Millennials - Trust - Finance - Blockchain - Maarten Leyts
Blockchain is claimed to be the transparent system that will gain back Millennials’ trust in finance. Blockchain is the means to an end, gaining trust has everything to do with giving back control to the consumer. Do banks dare?
Blockchain is most known as the technology underlying Bitcoin. What makes it special is that it uses a public and fully distributed network of nodes and users to move any digitalized asset from peer to peer, that anyone can access the ledger and see the transactions which are validated without any intermediary. The transparency of the process even extends to the name itself: transactions are recorded in blocks which are cryptographically secured and sequentially chained together from the oldest to the newest, offering a non-refutable and unbreakable record of data.
Big banks are now seeing its massive potential to make the existing financial system more efficient, and find cost savings in a landscape that is coming under increasing cost and compliance pressures. NASDAQ, the second largest stock exchange in the US, are currently trailing blockchain technology for the process of clearing and settlement. And consortiums like R3 or the Hyperledger Project are rapidly establishing a global presence to be reckoned with.
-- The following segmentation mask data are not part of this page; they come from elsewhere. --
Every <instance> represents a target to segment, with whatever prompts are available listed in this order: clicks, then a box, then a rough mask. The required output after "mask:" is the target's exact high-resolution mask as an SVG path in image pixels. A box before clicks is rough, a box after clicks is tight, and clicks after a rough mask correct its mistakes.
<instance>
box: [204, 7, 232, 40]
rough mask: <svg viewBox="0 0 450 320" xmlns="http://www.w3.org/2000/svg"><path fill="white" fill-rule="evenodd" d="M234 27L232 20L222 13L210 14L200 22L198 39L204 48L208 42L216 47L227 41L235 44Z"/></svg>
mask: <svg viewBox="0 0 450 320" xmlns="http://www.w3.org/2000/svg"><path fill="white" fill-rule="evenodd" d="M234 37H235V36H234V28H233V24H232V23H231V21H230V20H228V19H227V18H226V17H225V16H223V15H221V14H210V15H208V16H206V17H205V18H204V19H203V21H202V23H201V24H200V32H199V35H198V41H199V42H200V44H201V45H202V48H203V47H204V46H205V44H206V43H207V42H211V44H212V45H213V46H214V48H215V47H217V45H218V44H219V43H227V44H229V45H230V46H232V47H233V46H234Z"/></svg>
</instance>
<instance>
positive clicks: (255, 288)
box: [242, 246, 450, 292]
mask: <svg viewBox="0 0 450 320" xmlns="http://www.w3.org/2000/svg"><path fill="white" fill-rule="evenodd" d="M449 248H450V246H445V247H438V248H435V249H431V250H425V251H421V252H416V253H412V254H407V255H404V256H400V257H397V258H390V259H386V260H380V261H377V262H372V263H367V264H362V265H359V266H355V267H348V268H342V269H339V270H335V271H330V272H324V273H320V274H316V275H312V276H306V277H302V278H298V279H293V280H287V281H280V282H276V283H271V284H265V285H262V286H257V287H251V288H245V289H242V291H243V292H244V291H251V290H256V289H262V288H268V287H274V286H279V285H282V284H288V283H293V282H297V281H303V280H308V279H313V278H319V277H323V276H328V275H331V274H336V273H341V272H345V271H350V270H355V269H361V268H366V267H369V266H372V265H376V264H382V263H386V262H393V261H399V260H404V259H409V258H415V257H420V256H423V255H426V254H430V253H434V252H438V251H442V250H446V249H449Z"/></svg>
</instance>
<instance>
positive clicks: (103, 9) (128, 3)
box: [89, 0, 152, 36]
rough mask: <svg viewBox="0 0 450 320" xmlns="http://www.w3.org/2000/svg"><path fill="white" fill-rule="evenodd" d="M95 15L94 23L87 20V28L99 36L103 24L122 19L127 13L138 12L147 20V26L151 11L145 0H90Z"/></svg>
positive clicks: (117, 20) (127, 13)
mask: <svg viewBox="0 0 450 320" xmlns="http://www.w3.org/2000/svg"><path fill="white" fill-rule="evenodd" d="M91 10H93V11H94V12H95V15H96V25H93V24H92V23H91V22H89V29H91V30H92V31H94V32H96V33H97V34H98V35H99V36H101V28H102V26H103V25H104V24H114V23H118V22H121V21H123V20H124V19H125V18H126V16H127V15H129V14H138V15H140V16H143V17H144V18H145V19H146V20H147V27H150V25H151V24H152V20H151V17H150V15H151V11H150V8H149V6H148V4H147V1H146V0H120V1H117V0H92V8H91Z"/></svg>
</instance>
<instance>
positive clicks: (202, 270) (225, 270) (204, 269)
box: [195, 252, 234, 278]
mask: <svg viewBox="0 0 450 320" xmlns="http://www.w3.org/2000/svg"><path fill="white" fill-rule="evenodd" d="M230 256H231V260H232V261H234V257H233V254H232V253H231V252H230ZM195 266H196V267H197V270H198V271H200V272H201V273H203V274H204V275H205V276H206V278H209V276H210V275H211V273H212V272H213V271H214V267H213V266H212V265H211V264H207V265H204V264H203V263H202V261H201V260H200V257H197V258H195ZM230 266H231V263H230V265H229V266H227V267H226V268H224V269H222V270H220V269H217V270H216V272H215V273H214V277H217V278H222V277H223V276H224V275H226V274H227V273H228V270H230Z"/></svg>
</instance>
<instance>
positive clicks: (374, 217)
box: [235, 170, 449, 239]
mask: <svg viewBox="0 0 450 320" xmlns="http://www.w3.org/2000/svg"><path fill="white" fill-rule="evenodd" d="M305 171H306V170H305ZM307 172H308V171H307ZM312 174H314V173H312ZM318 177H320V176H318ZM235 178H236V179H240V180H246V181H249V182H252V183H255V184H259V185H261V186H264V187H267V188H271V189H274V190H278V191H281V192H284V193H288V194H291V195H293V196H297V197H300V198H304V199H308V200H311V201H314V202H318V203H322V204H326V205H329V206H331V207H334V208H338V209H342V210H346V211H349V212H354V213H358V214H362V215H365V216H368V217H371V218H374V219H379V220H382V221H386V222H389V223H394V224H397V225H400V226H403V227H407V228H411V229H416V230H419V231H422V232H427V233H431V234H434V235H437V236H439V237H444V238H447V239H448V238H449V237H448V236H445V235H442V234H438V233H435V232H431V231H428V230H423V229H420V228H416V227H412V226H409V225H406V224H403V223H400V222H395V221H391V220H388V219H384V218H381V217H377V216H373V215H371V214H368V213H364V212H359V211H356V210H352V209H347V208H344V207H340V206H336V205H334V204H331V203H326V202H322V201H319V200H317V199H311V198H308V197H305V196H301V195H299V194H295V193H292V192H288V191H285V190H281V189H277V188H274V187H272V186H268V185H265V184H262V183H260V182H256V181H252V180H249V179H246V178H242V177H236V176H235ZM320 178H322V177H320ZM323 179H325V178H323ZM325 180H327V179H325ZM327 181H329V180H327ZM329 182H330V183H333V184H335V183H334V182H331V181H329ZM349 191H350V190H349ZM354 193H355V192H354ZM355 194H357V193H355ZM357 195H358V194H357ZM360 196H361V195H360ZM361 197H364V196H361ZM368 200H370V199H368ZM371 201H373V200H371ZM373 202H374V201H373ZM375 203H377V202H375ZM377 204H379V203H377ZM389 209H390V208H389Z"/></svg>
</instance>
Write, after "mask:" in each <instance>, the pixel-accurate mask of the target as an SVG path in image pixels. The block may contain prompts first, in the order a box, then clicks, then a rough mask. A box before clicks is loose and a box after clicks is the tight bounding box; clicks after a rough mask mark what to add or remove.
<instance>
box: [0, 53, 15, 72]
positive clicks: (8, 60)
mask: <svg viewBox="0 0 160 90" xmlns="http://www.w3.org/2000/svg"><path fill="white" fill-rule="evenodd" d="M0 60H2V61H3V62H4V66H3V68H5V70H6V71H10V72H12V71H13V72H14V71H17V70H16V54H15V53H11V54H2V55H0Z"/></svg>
The technology has a lot of potential outside of finance too. It could well prove to be the missing link in creating viable sharing economies, lessening transaction chains and allowing providers to sit closer to their end users and consumers.
And, most importantly, it could allow people to reclaim their online identity, begin to own it, monetize it and protect its privacy.
Now we’re talking. Gaining Millennials’ loyalty and trust is becoming increasingly difficult for banks. This generation has grown up with Occupy Wall Street and the Indignados. One third of Millennials believe they won’t need a bank in five years, and one in five think banks will no longer be people’s primary financial institutions.
Blockchain technology could be a viable solution for a new kind of engagement which would put transparency and trust at the centre of the business stage in the aftermath of the global financial crisis, whose effects already produced a first real change of habits among millennials fuelling their eagerness for impactful and good companies, to which to be loyal.
It’s naïve to think we’ll move to a world where transactions are completely transparent, but selective transparency is a realistic pursuit.